June 13: Kenney’s nine friends | New digital billboard regs proposed | City Hall’s newest statue

Labor powerhouse John Dougherty of IBEW Local 98 tells Ryan Briggs that Council President Darrell Clarke was lobbying against passing any type of soda tax until the very end, and Jim Kenney’s ability to wrangle nine votes to override Clarke will have reverberations. “This mayor is going to be a little different than most,” Dougherty said, “He’s consistently going to have nine friends on city council…and I don’t think Darrell is comfortable with that.”

A new bill in Harrisburg would slow down the approval process for digital billboards, writes Michaelle Bond. “Applicants would have to meet with representatives from PennDot and the proposed site’s town, and approval would be subject to hearings under the bill, sponsored by Sen. Andy Dinniman (D., Chester).”

The Inquirer editorial board is against all the alternative options PMC Property Group might use instead of providing reduced-rate units at One Water Street, including a $5 million payment to the Housing Trust Fund. “That sounds too much like New Jersey’s despicable practice of allowing suburban towns to pay off neighboring municipalities to accept their affordable-housing obligations.”

Nina Hoe of Temple’s Institute for Survey Research talks to FiveThirtyEight about their innovative new opinion research initiative called BeHeardPhilly, which combines traditional phone polls with community outreach, and online and text message surveys to communicate with Philly’s hardest-to-reach populations on civic issues.

The preservation battle over the city’s first black Catholic church, St.
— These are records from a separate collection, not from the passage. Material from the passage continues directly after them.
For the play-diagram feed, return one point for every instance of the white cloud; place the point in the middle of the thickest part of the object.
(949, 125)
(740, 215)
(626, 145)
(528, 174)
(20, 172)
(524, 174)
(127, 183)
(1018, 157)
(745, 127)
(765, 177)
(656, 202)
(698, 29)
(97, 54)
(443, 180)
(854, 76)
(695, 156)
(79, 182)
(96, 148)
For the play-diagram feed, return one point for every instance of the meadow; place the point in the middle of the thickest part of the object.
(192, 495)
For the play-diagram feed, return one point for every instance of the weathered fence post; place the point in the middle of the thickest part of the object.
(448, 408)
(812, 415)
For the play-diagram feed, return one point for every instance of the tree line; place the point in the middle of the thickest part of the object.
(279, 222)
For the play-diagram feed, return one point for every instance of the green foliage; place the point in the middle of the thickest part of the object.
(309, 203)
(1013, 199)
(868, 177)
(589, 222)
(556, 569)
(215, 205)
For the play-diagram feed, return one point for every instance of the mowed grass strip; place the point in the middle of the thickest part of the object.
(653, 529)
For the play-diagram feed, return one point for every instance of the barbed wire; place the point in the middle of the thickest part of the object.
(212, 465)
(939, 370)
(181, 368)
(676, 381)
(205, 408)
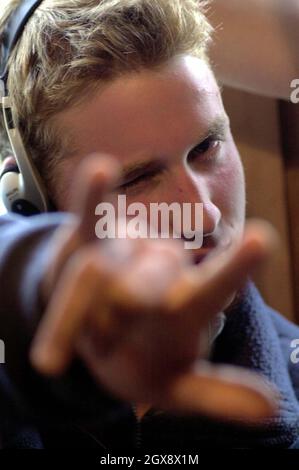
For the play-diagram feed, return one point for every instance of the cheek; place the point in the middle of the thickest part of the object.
(227, 186)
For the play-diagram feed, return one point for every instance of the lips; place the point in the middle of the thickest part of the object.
(199, 257)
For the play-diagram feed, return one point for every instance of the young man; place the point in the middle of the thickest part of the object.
(91, 79)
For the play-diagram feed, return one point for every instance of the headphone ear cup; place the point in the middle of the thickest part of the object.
(10, 187)
(12, 193)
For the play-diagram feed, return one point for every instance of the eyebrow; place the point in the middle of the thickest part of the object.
(218, 127)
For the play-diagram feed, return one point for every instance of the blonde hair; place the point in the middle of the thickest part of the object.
(69, 47)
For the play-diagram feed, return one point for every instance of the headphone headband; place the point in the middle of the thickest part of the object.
(22, 192)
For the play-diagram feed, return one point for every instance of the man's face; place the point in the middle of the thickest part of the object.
(170, 133)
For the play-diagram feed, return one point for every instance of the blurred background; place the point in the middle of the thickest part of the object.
(267, 134)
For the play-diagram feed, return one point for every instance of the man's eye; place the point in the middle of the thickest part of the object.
(205, 148)
(138, 180)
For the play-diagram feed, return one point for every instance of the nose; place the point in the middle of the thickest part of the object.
(188, 189)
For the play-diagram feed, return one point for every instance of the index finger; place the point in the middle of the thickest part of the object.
(204, 291)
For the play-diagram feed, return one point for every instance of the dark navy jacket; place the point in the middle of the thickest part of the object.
(74, 412)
Peter Claver at 12th and Lombard, is heating up, writes Alfred Lubrano.

City officials announced last week that City Hall will get its first new statue since 1923, of nineteenth century African-American civic leader Octavius V. Catto, reports Stephan Salisbury.

Historian and author Elizabeth Milroy recounts Fairmount Park’s origins as a solution to Philadelphia’s clean water needs in an Inquirer op-ed. Learn more at her Historical Society of Pennsylvania talk this week.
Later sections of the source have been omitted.